Civil rights activists illustrated further power of prayer at university forum
The most "potent tool" in the American civil rights movement's arsenal wasn't demonstrations or boycotts, or even Dr. Martin Luther King Jr. or other charismatic leaders, but rather another source of power during those turbulent times, a Bluffton University audience heard Jan. 11.
In an unprecedented move, a grass-roots movement within the movement took the risk of using prayer to create crisis that caught political leaders' attention and ultimately brought change, said Dr. Tobin Miller Shearer, a University of Montana historian speaking at a Bluffton Forum.
Most contemporary retellings of the era focus on speeches given, as well as demonstrations and boycotts led, by King, Ralph Abernathy and other charismatic men, Shearer noted. But the power of prayer-which he called "an exercise of power" by those who employed it-suggests that use of such an "everyday resource" in concert with risk-taking can lead to a future "no one thought possible," even without an inspirational leader, he said.

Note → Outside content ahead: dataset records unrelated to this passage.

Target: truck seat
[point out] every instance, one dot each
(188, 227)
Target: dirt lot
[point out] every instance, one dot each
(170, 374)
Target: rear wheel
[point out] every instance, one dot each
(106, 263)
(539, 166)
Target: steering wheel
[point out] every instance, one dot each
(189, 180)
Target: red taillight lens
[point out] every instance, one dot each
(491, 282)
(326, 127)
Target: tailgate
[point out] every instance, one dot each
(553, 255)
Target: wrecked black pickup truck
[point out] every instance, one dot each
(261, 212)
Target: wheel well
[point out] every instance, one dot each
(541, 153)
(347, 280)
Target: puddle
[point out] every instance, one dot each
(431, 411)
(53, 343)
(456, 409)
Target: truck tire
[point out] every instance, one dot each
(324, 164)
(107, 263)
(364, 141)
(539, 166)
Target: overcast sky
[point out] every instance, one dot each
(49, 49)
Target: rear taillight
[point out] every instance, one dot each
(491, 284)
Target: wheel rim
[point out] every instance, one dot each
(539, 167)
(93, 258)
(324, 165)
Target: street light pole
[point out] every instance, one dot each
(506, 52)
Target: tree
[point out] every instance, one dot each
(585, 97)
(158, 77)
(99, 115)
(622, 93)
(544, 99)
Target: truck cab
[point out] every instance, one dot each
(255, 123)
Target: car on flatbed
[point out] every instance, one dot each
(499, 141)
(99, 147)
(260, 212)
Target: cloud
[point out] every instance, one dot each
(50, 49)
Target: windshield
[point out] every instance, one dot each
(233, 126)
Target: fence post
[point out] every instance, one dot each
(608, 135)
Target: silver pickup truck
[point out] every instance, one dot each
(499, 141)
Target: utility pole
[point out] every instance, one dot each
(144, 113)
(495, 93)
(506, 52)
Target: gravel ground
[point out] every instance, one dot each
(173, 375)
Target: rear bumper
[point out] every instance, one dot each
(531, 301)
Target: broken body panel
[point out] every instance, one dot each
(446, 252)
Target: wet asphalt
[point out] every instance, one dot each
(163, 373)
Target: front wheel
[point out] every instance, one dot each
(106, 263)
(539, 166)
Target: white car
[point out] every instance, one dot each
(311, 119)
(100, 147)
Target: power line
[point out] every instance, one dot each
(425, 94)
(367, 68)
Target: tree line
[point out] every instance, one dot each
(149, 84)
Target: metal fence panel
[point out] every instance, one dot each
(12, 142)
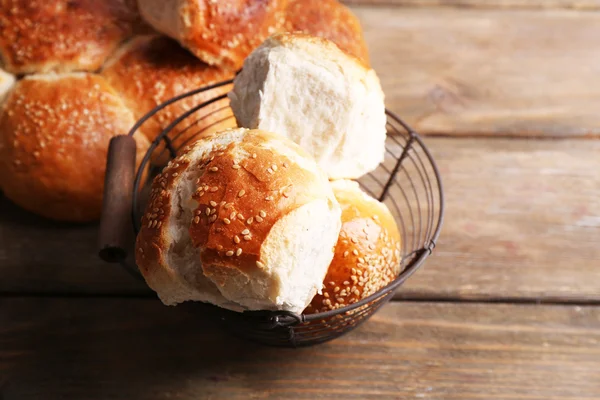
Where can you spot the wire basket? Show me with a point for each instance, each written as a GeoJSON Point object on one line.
{"type": "Point", "coordinates": [408, 182]}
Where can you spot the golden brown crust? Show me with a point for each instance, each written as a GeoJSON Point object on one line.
{"type": "Point", "coordinates": [239, 203]}
{"type": "Point", "coordinates": [62, 35]}
{"type": "Point", "coordinates": [153, 69]}
{"type": "Point", "coordinates": [54, 135]}
{"type": "Point", "coordinates": [367, 254]}
{"type": "Point", "coordinates": [330, 20]}
{"type": "Point", "coordinates": [225, 32]}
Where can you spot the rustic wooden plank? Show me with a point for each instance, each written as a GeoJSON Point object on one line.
{"type": "Point", "coordinates": [522, 221]}
{"type": "Point", "coordinates": [139, 349]}
{"type": "Point", "coordinates": [488, 72]}
{"type": "Point", "coordinates": [37, 255]}
{"type": "Point", "coordinates": [482, 4]}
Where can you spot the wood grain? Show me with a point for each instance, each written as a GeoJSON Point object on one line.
{"type": "Point", "coordinates": [522, 221]}
{"type": "Point", "coordinates": [139, 349]}
{"type": "Point", "coordinates": [482, 4]}
{"type": "Point", "coordinates": [488, 72]}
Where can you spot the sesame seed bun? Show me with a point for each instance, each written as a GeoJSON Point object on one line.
{"type": "Point", "coordinates": [248, 212]}
{"type": "Point", "coordinates": [367, 253]}
{"type": "Point", "coordinates": [218, 32]}
{"type": "Point", "coordinates": [54, 135]}
{"type": "Point", "coordinates": [150, 70]}
{"type": "Point", "coordinates": [62, 36]}
{"type": "Point", "coordinates": [328, 19]}
{"type": "Point", "coordinates": [332, 104]}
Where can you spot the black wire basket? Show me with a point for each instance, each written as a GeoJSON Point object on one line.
{"type": "Point", "coordinates": [408, 182]}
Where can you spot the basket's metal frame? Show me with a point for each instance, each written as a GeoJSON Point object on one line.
{"type": "Point", "coordinates": [282, 328]}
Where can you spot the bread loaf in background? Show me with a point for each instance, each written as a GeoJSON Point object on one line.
{"type": "Point", "coordinates": [152, 69]}
{"type": "Point", "coordinates": [54, 135]}
{"type": "Point", "coordinates": [328, 19]}
{"type": "Point", "coordinates": [7, 81]}
{"type": "Point", "coordinates": [63, 35]}
{"type": "Point", "coordinates": [367, 254]}
{"type": "Point", "coordinates": [220, 32]}
{"type": "Point", "coordinates": [248, 211]}
{"type": "Point", "coordinates": [310, 91]}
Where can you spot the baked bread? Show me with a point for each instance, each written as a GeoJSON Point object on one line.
{"type": "Point", "coordinates": [54, 135]}
{"type": "Point", "coordinates": [246, 210]}
{"type": "Point", "coordinates": [150, 70]}
{"type": "Point", "coordinates": [6, 83]}
{"type": "Point", "coordinates": [328, 19]}
{"type": "Point", "coordinates": [308, 90]}
{"type": "Point", "coordinates": [367, 254]}
{"type": "Point", "coordinates": [62, 35]}
{"type": "Point", "coordinates": [220, 32]}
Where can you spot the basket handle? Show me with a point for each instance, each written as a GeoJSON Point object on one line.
{"type": "Point", "coordinates": [116, 233]}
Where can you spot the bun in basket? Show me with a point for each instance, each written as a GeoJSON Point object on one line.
{"type": "Point", "coordinates": [367, 254]}
{"type": "Point", "coordinates": [310, 91]}
{"type": "Point", "coordinates": [54, 135]}
{"type": "Point", "coordinates": [63, 35]}
{"type": "Point", "coordinates": [220, 32]}
{"type": "Point", "coordinates": [150, 70]}
{"type": "Point", "coordinates": [245, 211]}
{"type": "Point", "coordinates": [328, 19]}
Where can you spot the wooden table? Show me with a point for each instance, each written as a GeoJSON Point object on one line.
{"type": "Point", "coordinates": [508, 307]}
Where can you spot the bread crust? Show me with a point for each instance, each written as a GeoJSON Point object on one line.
{"type": "Point", "coordinates": [367, 254]}
{"type": "Point", "coordinates": [54, 136]}
{"type": "Point", "coordinates": [62, 35]}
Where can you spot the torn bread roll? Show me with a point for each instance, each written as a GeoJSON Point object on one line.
{"type": "Point", "coordinates": [246, 212]}
{"type": "Point", "coordinates": [310, 91]}
{"type": "Point", "coordinates": [150, 70]}
{"type": "Point", "coordinates": [367, 255]}
{"type": "Point", "coordinates": [54, 136]}
{"type": "Point", "coordinates": [220, 32]}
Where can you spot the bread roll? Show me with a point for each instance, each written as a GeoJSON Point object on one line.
{"type": "Point", "coordinates": [54, 135]}
{"type": "Point", "coordinates": [308, 90]}
{"type": "Point", "coordinates": [150, 70]}
{"type": "Point", "coordinates": [220, 32]}
{"type": "Point", "coordinates": [6, 83]}
{"type": "Point", "coordinates": [246, 210]}
{"type": "Point", "coordinates": [367, 254]}
{"type": "Point", "coordinates": [328, 19]}
{"type": "Point", "coordinates": [62, 35]}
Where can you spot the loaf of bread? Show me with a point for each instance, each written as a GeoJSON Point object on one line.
{"type": "Point", "coordinates": [328, 19]}
{"type": "Point", "coordinates": [220, 32]}
{"type": "Point", "coordinates": [152, 69]}
{"type": "Point", "coordinates": [54, 134]}
{"type": "Point", "coordinates": [245, 211]}
{"type": "Point", "coordinates": [310, 91]}
{"type": "Point", "coordinates": [6, 83]}
{"type": "Point", "coordinates": [367, 254]}
{"type": "Point", "coordinates": [62, 35]}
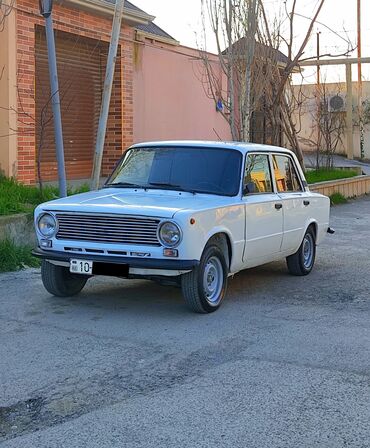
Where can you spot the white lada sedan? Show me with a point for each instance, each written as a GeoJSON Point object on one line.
{"type": "Point", "coordinates": [190, 213]}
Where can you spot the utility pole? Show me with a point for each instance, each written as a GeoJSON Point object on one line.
{"type": "Point", "coordinates": [318, 56]}
{"type": "Point", "coordinates": [359, 79]}
{"type": "Point", "coordinates": [46, 7]}
{"type": "Point", "coordinates": [108, 82]}
{"type": "Point", "coordinates": [318, 101]}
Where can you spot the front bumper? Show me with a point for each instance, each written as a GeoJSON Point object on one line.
{"type": "Point", "coordinates": [132, 262]}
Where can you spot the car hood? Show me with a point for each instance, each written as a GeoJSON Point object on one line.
{"type": "Point", "coordinates": [160, 203]}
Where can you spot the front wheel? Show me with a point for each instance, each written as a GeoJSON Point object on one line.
{"type": "Point", "coordinates": [301, 263]}
{"type": "Point", "coordinates": [59, 282]}
{"type": "Point", "coordinates": [205, 286]}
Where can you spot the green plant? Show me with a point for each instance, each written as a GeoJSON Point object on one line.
{"type": "Point", "coordinates": [14, 258]}
{"type": "Point", "coordinates": [18, 198]}
{"type": "Point", "coordinates": [324, 174]}
{"type": "Point", "coordinates": [337, 198]}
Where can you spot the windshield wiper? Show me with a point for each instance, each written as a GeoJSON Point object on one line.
{"type": "Point", "coordinates": [125, 185]}
{"type": "Point", "coordinates": [171, 186]}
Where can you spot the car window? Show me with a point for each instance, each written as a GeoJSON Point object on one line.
{"type": "Point", "coordinates": [199, 169]}
{"type": "Point", "coordinates": [286, 176]}
{"type": "Point", "coordinates": [257, 172]}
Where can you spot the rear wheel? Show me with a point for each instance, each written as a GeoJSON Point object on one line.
{"type": "Point", "coordinates": [301, 263]}
{"type": "Point", "coordinates": [205, 286]}
{"type": "Point", "coordinates": [58, 281]}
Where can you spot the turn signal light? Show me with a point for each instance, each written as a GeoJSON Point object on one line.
{"type": "Point", "coordinates": [170, 252]}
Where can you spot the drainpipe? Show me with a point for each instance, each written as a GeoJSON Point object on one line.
{"type": "Point", "coordinates": [46, 7]}
{"type": "Point", "coordinates": [108, 82]}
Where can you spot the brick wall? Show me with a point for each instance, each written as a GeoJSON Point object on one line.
{"type": "Point", "coordinates": [120, 125]}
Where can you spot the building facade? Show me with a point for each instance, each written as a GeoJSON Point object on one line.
{"type": "Point", "coordinates": [157, 91]}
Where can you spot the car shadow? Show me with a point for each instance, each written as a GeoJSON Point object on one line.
{"type": "Point", "coordinates": [110, 294]}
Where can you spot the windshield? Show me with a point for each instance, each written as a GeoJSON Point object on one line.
{"type": "Point", "coordinates": [197, 170]}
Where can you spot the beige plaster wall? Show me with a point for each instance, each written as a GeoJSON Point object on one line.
{"type": "Point", "coordinates": [306, 118]}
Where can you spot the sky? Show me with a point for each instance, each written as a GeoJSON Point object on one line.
{"type": "Point", "coordinates": [182, 20]}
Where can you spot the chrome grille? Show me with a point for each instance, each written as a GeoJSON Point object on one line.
{"type": "Point", "coordinates": [108, 229]}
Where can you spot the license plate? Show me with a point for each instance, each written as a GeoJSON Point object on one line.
{"type": "Point", "coordinates": [81, 267]}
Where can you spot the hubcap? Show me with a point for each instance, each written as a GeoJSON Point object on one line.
{"type": "Point", "coordinates": [213, 280]}
{"type": "Point", "coordinates": [308, 250]}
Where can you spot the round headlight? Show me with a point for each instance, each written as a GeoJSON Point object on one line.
{"type": "Point", "coordinates": [47, 225]}
{"type": "Point", "coordinates": [169, 234]}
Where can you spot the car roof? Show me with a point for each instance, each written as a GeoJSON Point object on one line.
{"type": "Point", "coordinates": [240, 146]}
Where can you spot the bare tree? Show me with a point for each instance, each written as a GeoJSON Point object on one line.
{"type": "Point", "coordinates": [251, 45]}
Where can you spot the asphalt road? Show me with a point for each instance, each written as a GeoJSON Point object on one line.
{"type": "Point", "coordinates": [284, 363]}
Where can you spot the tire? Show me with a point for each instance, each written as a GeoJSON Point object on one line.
{"type": "Point", "coordinates": [301, 263]}
{"type": "Point", "coordinates": [59, 282]}
{"type": "Point", "coordinates": [205, 286]}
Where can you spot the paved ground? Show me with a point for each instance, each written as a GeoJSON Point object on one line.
{"type": "Point", "coordinates": [284, 363]}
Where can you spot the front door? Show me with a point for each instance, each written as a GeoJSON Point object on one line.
{"type": "Point", "coordinates": [294, 199]}
{"type": "Point", "coordinates": [264, 213]}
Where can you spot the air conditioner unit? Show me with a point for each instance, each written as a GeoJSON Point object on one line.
{"type": "Point", "coordinates": [337, 103]}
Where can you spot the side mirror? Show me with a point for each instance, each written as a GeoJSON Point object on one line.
{"type": "Point", "coordinates": [249, 188]}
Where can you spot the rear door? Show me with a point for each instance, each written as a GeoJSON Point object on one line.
{"type": "Point", "coordinates": [264, 214]}
{"type": "Point", "coordinates": [294, 198]}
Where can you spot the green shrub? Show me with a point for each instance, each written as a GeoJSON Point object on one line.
{"type": "Point", "coordinates": [324, 174]}
{"type": "Point", "coordinates": [337, 198]}
{"type": "Point", "coordinates": [14, 258]}
{"type": "Point", "coordinates": [19, 198]}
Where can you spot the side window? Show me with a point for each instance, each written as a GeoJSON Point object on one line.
{"type": "Point", "coordinates": [285, 174]}
{"type": "Point", "coordinates": [257, 172]}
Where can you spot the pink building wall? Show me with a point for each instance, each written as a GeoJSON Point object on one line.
{"type": "Point", "coordinates": [169, 98]}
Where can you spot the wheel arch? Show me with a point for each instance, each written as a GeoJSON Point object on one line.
{"type": "Point", "coordinates": [224, 240]}
{"type": "Point", "coordinates": [313, 224]}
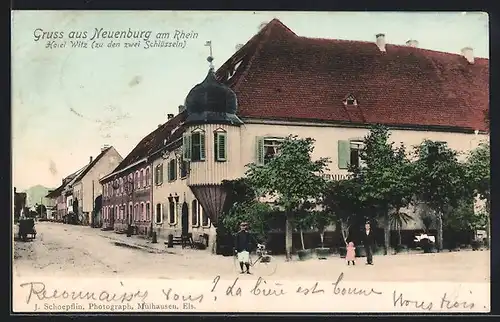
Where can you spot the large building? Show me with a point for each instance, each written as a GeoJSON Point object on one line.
{"type": "Point", "coordinates": [80, 193]}
{"type": "Point", "coordinates": [280, 83]}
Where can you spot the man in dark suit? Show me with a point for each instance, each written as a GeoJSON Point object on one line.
{"type": "Point", "coordinates": [368, 242]}
{"type": "Point", "coordinates": [243, 244]}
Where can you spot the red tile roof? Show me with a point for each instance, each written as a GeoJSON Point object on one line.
{"type": "Point", "coordinates": [284, 76]}
{"type": "Point", "coordinates": [153, 142]}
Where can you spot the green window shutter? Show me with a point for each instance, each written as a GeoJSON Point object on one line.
{"type": "Point", "coordinates": [186, 146]}
{"type": "Point", "coordinates": [344, 154]}
{"type": "Point", "coordinates": [168, 171]}
{"type": "Point", "coordinates": [259, 150]}
{"type": "Point", "coordinates": [202, 146]}
{"type": "Point", "coordinates": [220, 146]}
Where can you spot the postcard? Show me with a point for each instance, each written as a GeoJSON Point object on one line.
{"type": "Point", "coordinates": [185, 161]}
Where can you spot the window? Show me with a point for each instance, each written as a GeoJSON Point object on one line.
{"type": "Point", "coordinates": [159, 213]}
{"type": "Point", "coordinates": [172, 170]}
{"type": "Point", "coordinates": [350, 100]}
{"type": "Point", "coordinates": [195, 219]}
{"type": "Point", "coordinates": [348, 153]}
{"type": "Point", "coordinates": [220, 145]}
{"type": "Point", "coordinates": [197, 145]}
{"type": "Point", "coordinates": [205, 222]}
{"type": "Point", "coordinates": [267, 148]}
{"type": "Point", "coordinates": [159, 174]}
{"type": "Point", "coordinates": [148, 179]}
{"type": "Point", "coordinates": [184, 166]}
{"type": "Point", "coordinates": [171, 213]}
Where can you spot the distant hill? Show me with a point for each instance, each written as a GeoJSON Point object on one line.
{"type": "Point", "coordinates": [36, 194]}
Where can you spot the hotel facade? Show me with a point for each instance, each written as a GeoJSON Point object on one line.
{"type": "Point", "coordinates": [281, 84]}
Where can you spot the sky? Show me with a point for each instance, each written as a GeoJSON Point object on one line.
{"type": "Point", "coordinates": [69, 102]}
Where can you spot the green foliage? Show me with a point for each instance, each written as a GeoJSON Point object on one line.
{"type": "Point", "coordinates": [478, 170]}
{"type": "Point", "coordinates": [463, 218]}
{"type": "Point", "coordinates": [386, 175]}
{"type": "Point", "coordinates": [256, 214]}
{"type": "Point", "coordinates": [440, 178]}
{"type": "Point", "coordinates": [291, 177]}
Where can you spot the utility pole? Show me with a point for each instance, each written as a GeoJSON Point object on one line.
{"type": "Point", "coordinates": [92, 213]}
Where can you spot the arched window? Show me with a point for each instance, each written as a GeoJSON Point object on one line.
{"type": "Point", "coordinates": [159, 213]}
{"type": "Point", "coordinates": [205, 221]}
{"type": "Point", "coordinates": [220, 145]}
{"type": "Point", "coordinates": [195, 218]}
{"type": "Point", "coordinates": [171, 213]}
{"type": "Point", "coordinates": [148, 179]}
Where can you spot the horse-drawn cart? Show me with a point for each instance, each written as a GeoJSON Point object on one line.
{"type": "Point", "coordinates": [27, 229]}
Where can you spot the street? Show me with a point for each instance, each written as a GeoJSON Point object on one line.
{"type": "Point", "coordinates": [80, 251]}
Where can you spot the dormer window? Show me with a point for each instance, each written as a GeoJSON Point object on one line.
{"type": "Point", "coordinates": [193, 145]}
{"type": "Point", "coordinates": [220, 145]}
{"type": "Point", "coordinates": [350, 100]}
{"type": "Point", "coordinates": [233, 71]}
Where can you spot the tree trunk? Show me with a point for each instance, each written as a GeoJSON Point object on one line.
{"type": "Point", "coordinates": [302, 239]}
{"type": "Point", "coordinates": [387, 234]}
{"type": "Point", "coordinates": [439, 238]}
{"type": "Point", "coordinates": [488, 223]}
{"type": "Point", "coordinates": [288, 235]}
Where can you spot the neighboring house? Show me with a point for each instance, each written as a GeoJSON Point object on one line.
{"type": "Point", "coordinates": [37, 195]}
{"type": "Point", "coordinates": [85, 187]}
{"type": "Point", "coordinates": [59, 197]}
{"type": "Point", "coordinates": [281, 84]}
{"type": "Point", "coordinates": [126, 198]}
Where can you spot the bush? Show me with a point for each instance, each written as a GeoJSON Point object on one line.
{"type": "Point", "coordinates": [426, 245]}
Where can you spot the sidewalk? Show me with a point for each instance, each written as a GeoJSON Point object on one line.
{"type": "Point", "coordinates": [145, 244]}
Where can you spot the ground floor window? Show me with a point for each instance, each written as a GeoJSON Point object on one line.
{"type": "Point", "coordinates": [159, 213]}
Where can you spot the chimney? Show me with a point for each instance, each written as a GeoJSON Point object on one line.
{"type": "Point", "coordinates": [380, 41]}
{"type": "Point", "coordinates": [412, 43]}
{"type": "Point", "coordinates": [468, 53]}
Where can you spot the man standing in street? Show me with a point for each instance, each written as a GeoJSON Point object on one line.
{"type": "Point", "coordinates": [242, 246]}
{"type": "Point", "coordinates": [368, 242]}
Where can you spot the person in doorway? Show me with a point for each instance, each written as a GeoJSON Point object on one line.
{"type": "Point", "coordinates": [368, 242]}
{"type": "Point", "coordinates": [242, 246]}
{"type": "Point", "coordinates": [351, 254]}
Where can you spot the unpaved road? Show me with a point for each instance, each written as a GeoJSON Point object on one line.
{"type": "Point", "coordinates": [77, 251]}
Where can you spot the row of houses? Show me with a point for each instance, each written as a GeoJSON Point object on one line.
{"type": "Point", "coordinates": [278, 84]}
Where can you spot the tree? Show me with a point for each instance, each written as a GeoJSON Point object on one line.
{"type": "Point", "coordinates": [385, 176]}
{"type": "Point", "coordinates": [256, 214]}
{"type": "Point", "coordinates": [478, 177]}
{"type": "Point", "coordinates": [440, 180]}
{"type": "Point", "coordinates": [291, 178]}
{"type": "Point", "coordinates": [341, 199]}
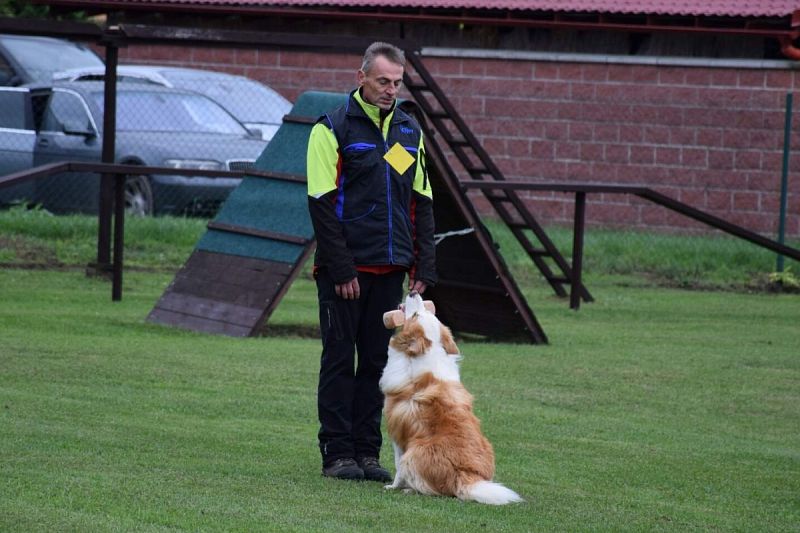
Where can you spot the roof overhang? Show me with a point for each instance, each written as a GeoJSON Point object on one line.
{"type": "Point", "coordinates": [784, 28]}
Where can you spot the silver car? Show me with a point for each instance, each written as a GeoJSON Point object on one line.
{"type": "Point", "coordinates": [156, 126]}
{"type": "Point", "coordinates": [26, 59]}
{"type": "Point", "coordinates": [257, 106]}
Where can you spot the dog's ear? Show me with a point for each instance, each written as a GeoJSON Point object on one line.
{"type": "Point", "coordinates": [448, 343]}
{"type": "Point", "coordinates": [411, 340]}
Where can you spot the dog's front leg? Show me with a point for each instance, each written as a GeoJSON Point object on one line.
{"type": "Point", "coordinates": [398, 482]}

The effective form of prayer practiced by some activists was performative, which Shearer defined as directed to a surrounding audience as well as to a deity. Citing examples from Albany, Ga., in 1962, Orangeburg, S.C., the following year and two from Alabama, in 1965 and 1967, he said that prayer, in each place, served not to defuse a situation but instead to create or escalate a crisis-a turning point in history, in these instances, where the status quo was no longer an option.
In Orangeburg, Shearer related, a group of parents and teachers gathered on a sidewalk in October 1963 to pray for their children to be protected from police. On their knees, dressed in church clothes and, in some cases, carrying Bibles, members of the assemblage wanted others to know they were praying even if they couldn't be heard, he pointed out. Through the public prayer, they got media attention-and arrested.
Four years later, in Bessemer, Ala., a group protesting the jailing of King knelt on the pavement and prayed in the rain, again garnering attention. The next day, he was moved out of the Ku Klux Klan stronghold and back to Birmingham, said Shearer, equating the situation with a gun-related crisis created earlier that year in Sacramento, Calif., when armed Black Panthers marched on the state capitol to protest legislation to limit the right to bear arms in public.
The incidents in Albany, Ga., and, in February 1965, Selma, Ala., pitted civil rights activists against a police chief and a county sheriff, respectively. Each time, leaders led pointed prayers for the activists' antagonist, ultimately triggering use of force that was captured by cameras, the historian said. "Prayer had played a role in increasing tension and destabilizing the situation," he added, saying that in Selma, King lieutenant and prayer leader C.T. Vivian "succeeded better than he had ever imagined."
Activists also used prayer for protection, Shearer said, but on "Bloody Sunday" in Selma, March 7, 1965, they were struck while praying, also furthering their cause. "Prayer got the attention of those around them," he maintained, referring to it as a "threat" to the established order.
The practice wasn't limited to the South, either. Shearer cited a 1962 photo from Cairo, Ill., where John Lewis, now a Georgia congressman, and children were pictured praying on a sidewalk as part of an effort to integrate a swimming pool. Their posture, suggesting that God was on their side, challenged the belief of Northerners who, while still opposing integration, thought of themselves as upright citizens supported by God, he said.
Shearer is co-founder and former director of Damascus Road, the national anti-racism training collective that's active at Bluffton and elsewhere in the Mennonite community. He is also a writer whose most recent book, "Daily Demonstrators: The Civil Rights Movement in Mennonite Homes and Sanctuaries," was published last year.